All of a sudden there was a light, as eight human beings land in the middle of a game preserve, disorientated, annoyed and becoming increasingly agitated, they soon find that their day’s going to get just that little bit more stressful as they realise that they’re the hunted, not the hunters. And those committed to the act of hunting the hunted, are an evolved race of aliens simply known as the Predators, whose primary abilities revolve around their advanced alien technology providing dangerously vicious weapons and heavily protective armour, essentially rendering them as almost perfect killing machines. But this isn’t nearly two hours of watching humans being stalked before their spinal cordz becomes part of a trophy exhibit, as those chosen to be part of this game are all hardened killers and criminals. The mysterious Royce, played by a brilliant Adrian Brody, is a US Special Forces soldier who takes centre stage as the no-nonsense taking, cliché-speaking loner who only has one goal; to get away from their current location. While IDF sniper Isabelle (Alice Braga) is the yin to Royce’s yang, as she constantly refuses to put her morals and ethics aside when it comes to the tough decisions, creating a stage of tension outside the confines of the confrontation with the alien beings. Alongside Royce is an Russian soldier (Oleg Taktarov), a Mexican enforcer (Danny Trejo), a US Death Row inmate (Walton Gobbins), a RUF officer (Mahershalalhashbaz Ali), a Yakuza member (Louis Changchien), and the seemingly odd-one-out in an American doctor called Edwin (Topher Grace).

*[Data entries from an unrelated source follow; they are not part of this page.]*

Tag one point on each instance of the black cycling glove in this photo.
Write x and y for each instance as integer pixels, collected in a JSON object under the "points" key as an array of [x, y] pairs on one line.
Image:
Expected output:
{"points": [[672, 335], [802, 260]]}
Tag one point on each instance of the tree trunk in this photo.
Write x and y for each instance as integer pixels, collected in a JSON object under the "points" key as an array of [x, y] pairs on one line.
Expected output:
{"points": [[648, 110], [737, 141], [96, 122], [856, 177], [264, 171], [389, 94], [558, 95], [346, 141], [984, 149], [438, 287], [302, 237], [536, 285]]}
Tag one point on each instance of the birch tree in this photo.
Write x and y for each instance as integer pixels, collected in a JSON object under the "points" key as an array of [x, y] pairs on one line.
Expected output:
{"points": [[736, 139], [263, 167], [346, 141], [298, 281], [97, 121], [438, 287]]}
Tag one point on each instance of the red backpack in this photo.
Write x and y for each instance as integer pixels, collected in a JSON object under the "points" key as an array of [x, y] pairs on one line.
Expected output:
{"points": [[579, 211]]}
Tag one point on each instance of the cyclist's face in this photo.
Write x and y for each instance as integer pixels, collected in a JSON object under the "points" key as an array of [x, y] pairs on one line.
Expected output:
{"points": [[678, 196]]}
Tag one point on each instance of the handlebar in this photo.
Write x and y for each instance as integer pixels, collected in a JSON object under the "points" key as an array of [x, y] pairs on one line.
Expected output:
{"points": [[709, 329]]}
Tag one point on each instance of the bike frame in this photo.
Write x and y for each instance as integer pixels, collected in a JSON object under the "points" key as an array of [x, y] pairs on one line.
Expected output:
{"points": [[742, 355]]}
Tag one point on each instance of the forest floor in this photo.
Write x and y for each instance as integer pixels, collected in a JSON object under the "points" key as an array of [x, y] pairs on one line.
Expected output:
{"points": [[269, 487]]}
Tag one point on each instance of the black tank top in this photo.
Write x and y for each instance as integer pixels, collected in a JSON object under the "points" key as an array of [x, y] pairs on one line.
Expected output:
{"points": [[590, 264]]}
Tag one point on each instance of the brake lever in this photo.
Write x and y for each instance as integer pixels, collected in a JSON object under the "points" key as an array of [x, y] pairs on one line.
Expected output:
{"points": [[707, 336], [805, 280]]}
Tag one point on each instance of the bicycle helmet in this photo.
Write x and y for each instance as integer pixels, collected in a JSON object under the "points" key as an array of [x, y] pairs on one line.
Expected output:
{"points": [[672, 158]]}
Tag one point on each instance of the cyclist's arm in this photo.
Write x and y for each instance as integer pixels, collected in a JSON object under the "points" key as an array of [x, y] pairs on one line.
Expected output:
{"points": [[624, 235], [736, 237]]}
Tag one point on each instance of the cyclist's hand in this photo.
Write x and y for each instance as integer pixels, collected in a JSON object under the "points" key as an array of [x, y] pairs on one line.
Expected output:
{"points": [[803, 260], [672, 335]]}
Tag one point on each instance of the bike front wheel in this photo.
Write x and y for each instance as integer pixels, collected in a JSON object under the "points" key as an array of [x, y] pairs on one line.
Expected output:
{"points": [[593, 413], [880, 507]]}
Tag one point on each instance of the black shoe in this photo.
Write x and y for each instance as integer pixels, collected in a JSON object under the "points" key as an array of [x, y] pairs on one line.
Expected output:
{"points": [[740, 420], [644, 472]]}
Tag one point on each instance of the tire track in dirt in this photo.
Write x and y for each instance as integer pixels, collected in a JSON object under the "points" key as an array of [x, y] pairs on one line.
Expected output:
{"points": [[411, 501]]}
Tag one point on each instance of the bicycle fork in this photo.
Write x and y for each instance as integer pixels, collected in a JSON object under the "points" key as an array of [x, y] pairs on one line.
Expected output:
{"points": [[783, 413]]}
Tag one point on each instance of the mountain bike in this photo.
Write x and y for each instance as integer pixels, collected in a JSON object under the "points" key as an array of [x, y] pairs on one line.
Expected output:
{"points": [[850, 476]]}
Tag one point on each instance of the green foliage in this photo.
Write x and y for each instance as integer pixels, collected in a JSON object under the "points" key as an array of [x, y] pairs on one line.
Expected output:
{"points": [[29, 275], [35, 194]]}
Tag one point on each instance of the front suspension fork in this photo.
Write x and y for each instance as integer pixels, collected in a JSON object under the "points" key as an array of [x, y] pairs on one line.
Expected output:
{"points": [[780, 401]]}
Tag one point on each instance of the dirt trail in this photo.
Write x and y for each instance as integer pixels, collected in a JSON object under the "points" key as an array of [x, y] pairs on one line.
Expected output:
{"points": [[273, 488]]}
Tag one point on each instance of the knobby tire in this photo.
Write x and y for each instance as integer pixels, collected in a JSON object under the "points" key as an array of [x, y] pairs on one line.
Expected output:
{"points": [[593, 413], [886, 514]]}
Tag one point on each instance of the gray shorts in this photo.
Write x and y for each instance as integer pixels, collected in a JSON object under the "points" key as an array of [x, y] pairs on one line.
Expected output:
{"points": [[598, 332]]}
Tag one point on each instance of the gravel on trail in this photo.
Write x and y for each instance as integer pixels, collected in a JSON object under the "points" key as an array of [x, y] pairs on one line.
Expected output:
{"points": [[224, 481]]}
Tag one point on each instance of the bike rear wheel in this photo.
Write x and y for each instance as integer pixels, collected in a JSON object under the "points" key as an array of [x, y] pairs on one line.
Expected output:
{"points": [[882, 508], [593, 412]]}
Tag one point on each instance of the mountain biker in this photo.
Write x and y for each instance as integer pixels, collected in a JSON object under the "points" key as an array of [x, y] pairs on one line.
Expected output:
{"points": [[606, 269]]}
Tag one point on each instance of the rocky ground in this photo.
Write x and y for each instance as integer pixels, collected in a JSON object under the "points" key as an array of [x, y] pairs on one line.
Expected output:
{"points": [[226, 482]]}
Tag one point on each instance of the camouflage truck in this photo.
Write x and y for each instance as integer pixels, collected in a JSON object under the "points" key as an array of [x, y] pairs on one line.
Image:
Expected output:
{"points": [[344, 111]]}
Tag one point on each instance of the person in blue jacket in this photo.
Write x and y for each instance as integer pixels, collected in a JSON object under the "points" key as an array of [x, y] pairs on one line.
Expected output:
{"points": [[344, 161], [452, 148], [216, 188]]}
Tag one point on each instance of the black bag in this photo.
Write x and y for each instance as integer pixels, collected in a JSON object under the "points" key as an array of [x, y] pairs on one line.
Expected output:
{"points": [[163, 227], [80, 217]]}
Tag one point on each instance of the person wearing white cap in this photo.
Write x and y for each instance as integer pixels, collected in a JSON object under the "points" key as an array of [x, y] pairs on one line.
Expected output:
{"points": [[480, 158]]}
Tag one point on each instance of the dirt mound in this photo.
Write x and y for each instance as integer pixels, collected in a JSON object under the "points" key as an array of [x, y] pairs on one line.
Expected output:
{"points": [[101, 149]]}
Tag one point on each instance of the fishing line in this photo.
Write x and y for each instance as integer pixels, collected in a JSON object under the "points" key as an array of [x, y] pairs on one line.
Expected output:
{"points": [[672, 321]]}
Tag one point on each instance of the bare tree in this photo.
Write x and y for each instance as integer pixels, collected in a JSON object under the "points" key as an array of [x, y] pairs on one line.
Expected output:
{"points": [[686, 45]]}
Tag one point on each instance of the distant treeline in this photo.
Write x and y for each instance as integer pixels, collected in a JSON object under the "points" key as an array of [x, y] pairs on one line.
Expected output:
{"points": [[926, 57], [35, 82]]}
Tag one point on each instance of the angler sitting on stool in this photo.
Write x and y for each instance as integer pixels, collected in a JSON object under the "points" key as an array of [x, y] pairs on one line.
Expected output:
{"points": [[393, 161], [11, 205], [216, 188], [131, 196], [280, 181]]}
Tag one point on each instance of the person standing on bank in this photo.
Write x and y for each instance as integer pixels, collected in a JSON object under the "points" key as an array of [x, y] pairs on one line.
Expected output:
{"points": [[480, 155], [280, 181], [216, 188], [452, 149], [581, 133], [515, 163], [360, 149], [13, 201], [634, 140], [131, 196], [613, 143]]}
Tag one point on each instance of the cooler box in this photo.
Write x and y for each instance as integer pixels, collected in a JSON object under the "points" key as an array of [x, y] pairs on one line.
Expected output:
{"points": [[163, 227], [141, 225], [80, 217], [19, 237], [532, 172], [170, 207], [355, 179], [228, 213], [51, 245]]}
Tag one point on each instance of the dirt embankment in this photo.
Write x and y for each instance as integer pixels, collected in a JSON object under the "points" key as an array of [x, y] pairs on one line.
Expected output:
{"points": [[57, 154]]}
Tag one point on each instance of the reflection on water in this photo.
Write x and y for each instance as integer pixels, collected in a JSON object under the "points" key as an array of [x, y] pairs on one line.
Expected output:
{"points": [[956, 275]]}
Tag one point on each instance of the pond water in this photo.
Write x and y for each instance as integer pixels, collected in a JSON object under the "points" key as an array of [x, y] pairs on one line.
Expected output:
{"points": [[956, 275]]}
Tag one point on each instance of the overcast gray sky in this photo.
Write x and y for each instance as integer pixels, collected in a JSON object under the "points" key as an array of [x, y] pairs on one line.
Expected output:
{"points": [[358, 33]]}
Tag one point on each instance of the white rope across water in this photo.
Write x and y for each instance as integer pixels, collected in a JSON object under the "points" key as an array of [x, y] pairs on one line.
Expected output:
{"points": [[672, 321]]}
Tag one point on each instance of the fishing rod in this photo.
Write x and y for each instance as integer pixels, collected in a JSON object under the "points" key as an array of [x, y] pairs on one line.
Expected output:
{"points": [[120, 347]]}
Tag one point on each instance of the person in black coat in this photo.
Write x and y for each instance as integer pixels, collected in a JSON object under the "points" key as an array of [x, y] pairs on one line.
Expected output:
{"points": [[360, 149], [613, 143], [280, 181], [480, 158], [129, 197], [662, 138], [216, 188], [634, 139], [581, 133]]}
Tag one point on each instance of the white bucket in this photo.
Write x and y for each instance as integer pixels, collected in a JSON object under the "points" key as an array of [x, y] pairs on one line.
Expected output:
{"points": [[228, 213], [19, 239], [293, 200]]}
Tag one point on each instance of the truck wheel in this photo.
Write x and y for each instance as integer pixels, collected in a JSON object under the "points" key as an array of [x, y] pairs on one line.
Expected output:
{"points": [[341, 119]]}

While ‘Predators’ is beautifully shot by cinematographer Gyula Pados, and contains a well-written script filled to the rim with plenty of grin-silently-to-yourself-one-liners, it’s fatal flaw is reminiscent in the fact that Antal is torn between creating a film in the same sci-fi action-packed vein as the original ‘Predator’ film, and one that contains the visual flair and character development which is more apt to film that may act as the beginning to a trilogy or further motion pictures. Because of this, instead of concentrating upon the actual battle between the two sets of predators, the film is more concerned with developing a back-story and plot which just isn’t visible nor is it viable. The screen time of the actual alien beings pales in comparison to sequences of the eight hardened criminals trudging through overgrown shrubbery as they constantly try to gain their bearings, and this detracts away from the giddy, enjoyable nature of the original film. Aside from this however as mentioned, the performances are on-form, the is script short, but sharp and witty, and the shooting and subsequent editing create a competent and worthy sequel to the John McTiernan’s 1987 original ‘Predator’ film.